Since long, Google is trying to incorporate Artificial Intelligence for its Search Algorithm. In the beginning, Google’s trademark algorithm PageRank was the CORE of its search. PageRank produced exceptional results however it has its limitation when it comes to determining the “intent” of the query. PageRank Algo was focused more on Web Data i.e. it evaluates the SERPS for a “query” based on the content & links. Google tried to refine it by adding other factors like relevancy, so if a person is searching for “best cars”, Google tried to show results from Auto-related websites only. However, sometimes a non-auto related website like Reddit or BuzzFeed may have better results for the query “best cars”.
So Google starts adding features such as LSI, Semantic, Verbatim, Personalized Search, etc. to provide a supposedly better SERPS set that was intended to “ANSWER” the query intent. All these features were pointed towards one goal i.e. to successfully interpret the query. For example, if a person searches for “black swan” there can be more than one possible query intent for this word.
1. Black Swan Movie
2. Black Swan Theory
3. Black Swan bird info
Since Google’s objective is to provide “best possible results” to its user, it is crucial for Google to understand what the user wanted when he or she searched this query. A simple method can be to use the user’s browsing behavior & history. For instance, if the person was on some movie-related webpage or has searched a movie-related query before searching “black swan”, then he is most probably searching for Black Swan Movie. Another possible factor is to use the CTR for web pages that appeared against this query. If the CTR of Wikipedia page about Black Swan movie is higher than the Wikipedia page about Black Swan Theory, then it can be safely assumed that the majority of people searching for “black swan” wanted to see results about black swan movies. However, using so many factors during Google Search algo online phase is not an easy thing plus it all based on historical usage data.

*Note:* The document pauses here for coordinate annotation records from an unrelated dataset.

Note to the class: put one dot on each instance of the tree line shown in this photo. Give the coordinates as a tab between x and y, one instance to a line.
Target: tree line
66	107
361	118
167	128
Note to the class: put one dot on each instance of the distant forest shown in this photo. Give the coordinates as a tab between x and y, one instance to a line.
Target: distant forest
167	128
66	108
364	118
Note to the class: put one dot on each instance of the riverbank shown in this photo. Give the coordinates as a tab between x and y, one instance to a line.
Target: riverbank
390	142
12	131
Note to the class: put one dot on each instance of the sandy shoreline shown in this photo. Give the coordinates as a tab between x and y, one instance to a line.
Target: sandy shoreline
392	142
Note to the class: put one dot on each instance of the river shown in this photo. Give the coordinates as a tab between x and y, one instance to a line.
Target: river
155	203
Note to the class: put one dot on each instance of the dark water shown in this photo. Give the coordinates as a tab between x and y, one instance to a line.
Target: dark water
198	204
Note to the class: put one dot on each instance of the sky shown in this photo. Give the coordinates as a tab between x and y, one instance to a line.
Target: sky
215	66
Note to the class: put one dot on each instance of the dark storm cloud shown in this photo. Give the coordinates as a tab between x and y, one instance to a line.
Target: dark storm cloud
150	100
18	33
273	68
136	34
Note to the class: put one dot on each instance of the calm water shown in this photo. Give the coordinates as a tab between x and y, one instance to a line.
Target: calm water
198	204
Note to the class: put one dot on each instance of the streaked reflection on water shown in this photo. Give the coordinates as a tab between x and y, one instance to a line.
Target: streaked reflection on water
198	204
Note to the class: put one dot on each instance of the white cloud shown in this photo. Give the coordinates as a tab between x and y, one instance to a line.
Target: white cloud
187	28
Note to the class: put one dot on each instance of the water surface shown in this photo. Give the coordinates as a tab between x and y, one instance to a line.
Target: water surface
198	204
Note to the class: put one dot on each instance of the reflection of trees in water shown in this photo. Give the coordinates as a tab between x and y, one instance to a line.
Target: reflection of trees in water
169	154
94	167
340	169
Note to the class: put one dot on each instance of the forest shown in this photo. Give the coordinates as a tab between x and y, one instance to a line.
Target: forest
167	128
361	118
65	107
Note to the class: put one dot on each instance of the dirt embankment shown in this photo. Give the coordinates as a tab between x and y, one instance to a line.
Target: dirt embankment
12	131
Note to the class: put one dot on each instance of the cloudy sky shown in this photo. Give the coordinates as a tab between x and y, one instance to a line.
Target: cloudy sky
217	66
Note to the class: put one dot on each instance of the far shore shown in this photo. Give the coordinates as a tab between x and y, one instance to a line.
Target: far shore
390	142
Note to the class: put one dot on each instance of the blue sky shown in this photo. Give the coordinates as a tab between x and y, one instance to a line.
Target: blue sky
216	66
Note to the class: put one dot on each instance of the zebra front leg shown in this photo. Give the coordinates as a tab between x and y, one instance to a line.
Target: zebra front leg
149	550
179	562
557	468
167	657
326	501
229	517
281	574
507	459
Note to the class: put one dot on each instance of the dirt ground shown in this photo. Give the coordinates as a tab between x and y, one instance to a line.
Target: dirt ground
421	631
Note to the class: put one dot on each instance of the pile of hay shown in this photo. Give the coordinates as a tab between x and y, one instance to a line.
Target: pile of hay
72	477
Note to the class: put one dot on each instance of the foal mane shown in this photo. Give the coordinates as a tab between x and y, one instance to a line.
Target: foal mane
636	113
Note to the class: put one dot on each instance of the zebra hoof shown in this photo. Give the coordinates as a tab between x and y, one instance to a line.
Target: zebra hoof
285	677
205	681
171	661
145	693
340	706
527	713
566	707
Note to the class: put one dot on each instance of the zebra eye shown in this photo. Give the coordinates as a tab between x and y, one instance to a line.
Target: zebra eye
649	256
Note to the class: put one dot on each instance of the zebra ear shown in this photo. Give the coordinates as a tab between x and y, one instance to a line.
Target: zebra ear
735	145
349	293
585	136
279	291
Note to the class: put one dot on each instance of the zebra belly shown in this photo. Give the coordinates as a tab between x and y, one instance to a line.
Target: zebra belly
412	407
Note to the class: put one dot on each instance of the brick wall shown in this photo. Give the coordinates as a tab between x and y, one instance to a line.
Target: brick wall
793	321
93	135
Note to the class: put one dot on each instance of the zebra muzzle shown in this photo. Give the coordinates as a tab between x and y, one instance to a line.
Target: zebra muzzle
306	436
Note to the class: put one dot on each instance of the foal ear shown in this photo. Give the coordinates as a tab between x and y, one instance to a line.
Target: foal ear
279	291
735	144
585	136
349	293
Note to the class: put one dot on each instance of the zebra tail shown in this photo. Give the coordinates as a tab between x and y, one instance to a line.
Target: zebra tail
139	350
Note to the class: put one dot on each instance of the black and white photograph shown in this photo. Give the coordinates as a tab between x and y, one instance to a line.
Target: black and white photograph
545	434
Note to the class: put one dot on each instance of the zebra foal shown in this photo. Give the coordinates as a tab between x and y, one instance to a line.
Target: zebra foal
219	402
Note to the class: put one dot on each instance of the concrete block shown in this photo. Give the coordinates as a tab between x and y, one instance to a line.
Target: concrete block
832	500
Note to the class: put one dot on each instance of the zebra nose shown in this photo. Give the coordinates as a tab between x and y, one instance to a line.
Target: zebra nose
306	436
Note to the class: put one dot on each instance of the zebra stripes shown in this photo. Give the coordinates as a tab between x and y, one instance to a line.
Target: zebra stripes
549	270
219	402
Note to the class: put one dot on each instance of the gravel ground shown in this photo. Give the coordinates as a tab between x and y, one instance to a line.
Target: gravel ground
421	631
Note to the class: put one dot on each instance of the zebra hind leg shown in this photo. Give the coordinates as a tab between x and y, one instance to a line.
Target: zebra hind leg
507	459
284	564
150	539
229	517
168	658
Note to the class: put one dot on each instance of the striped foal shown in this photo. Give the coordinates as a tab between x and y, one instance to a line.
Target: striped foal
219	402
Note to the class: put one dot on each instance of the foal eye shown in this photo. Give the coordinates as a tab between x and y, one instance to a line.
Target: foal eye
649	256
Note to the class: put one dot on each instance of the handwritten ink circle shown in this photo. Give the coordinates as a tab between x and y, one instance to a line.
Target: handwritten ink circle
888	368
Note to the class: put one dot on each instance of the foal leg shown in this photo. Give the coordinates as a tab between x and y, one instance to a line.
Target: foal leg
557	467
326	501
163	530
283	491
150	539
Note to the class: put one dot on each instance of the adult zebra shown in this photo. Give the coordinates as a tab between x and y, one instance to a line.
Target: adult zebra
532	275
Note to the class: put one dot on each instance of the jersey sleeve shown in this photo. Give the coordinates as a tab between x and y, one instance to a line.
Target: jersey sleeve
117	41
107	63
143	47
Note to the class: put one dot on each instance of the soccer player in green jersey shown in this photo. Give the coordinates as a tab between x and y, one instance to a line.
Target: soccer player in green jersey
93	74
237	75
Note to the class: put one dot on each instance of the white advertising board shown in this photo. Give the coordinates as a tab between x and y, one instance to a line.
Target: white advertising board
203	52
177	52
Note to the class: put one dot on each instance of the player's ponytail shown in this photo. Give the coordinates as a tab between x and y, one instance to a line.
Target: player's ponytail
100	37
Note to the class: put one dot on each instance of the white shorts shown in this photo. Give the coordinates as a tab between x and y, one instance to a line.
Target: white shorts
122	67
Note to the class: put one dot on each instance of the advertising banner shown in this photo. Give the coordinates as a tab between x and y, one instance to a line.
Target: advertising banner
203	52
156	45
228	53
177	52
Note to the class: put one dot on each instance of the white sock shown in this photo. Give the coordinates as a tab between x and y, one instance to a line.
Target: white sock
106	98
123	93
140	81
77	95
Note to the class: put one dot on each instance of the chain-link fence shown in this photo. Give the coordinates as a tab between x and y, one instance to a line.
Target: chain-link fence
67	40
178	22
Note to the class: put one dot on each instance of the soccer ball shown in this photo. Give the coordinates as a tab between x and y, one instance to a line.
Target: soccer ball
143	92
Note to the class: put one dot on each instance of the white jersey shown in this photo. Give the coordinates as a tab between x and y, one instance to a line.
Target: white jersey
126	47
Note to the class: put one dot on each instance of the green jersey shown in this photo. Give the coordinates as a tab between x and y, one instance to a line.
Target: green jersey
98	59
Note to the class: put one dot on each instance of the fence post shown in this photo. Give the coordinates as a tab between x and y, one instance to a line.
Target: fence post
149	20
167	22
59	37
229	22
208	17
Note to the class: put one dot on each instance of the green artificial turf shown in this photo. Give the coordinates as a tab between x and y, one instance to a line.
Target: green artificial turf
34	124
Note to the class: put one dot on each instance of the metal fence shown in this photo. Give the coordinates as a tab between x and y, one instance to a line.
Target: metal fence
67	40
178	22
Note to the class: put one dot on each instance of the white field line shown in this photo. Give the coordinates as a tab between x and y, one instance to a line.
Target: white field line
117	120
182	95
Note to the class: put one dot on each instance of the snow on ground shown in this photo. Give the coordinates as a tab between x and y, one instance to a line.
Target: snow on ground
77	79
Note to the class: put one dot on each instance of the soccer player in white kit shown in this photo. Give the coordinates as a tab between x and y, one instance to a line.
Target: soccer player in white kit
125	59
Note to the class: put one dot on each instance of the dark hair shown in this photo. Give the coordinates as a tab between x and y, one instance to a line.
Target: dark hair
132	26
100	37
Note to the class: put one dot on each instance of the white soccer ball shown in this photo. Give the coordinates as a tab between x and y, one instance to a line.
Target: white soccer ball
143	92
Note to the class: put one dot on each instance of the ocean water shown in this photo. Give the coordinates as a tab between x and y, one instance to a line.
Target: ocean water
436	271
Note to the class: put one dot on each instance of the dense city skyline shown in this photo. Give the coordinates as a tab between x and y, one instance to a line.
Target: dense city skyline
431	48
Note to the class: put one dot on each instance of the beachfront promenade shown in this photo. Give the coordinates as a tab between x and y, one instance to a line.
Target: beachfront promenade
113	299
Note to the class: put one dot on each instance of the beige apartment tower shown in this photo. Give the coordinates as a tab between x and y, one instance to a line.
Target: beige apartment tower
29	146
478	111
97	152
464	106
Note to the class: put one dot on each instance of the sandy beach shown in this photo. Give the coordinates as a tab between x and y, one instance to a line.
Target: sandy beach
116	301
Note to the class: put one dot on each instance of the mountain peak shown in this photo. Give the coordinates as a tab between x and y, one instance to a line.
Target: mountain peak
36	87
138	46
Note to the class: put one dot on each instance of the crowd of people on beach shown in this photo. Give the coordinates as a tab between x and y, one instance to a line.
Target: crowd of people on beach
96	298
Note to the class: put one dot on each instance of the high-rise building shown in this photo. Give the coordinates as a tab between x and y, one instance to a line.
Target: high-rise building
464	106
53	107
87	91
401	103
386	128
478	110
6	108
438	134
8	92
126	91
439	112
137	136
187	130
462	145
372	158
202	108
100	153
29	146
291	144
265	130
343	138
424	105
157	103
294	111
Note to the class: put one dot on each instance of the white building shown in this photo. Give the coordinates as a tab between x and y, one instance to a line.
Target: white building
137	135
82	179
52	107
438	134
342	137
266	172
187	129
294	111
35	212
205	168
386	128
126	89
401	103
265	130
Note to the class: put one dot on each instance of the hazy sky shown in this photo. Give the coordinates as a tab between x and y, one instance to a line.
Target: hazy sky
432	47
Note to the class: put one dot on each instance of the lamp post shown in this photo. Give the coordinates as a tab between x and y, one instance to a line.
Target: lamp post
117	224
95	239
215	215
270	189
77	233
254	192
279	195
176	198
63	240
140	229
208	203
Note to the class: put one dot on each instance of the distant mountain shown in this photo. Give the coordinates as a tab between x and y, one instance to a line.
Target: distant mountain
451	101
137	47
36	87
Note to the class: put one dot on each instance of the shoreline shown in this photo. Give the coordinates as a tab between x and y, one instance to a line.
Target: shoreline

Google uses a manual machine learning algorithm that runs with the help of training data from usage history as well as from “human raters” employed by Google. Lately, Google was “pushy” on webmasters about using features such as “structured data” to enhance its knowledge Graph. However, even with the tons of that data, Google hasn’t perfected the model that can filter the SERPS on its own for new queries with no data or usage history. But that seems to be a thing of past as Google recently announced that they had successfully deployed an AI-based algorithm that “interpret” search queries on its own, especially the never-before-seen search queries. Google named it RankBrain and claimed that it’s now the third-most important Google Search signal for evaluating web pages against a query.
In simpler words, Google wants to “UNDERSTAND” your query rather than just “MATCH” it.
15% of 3.5 billion Google searches per day are never-before-seen search queries i.e. new queries with no historic data. RanKBrain uses artificial intelligence to convert vast amounts of written language into mathematical entities, called vectors, that computer can understand. Then process the never-before-seen search queries with these vectors to find the possible match and filter the result accordingly. From the comments of Greg Corrado, a senior research scientist at Google, on Bloomberg article, it seems that RankBrain is more focused towards the long tail and ambiguous queries. Normally “technical queries” fall into this category however as per the discussion and examples on HackerNews, RankBrain is not working how it supposed to be.
Whatever the case may be, once more details of RankBrain start surfacing, only then it would be possible to analyze how it can impact your website Search Marketing strategy and how far RankBrain impacts SEO.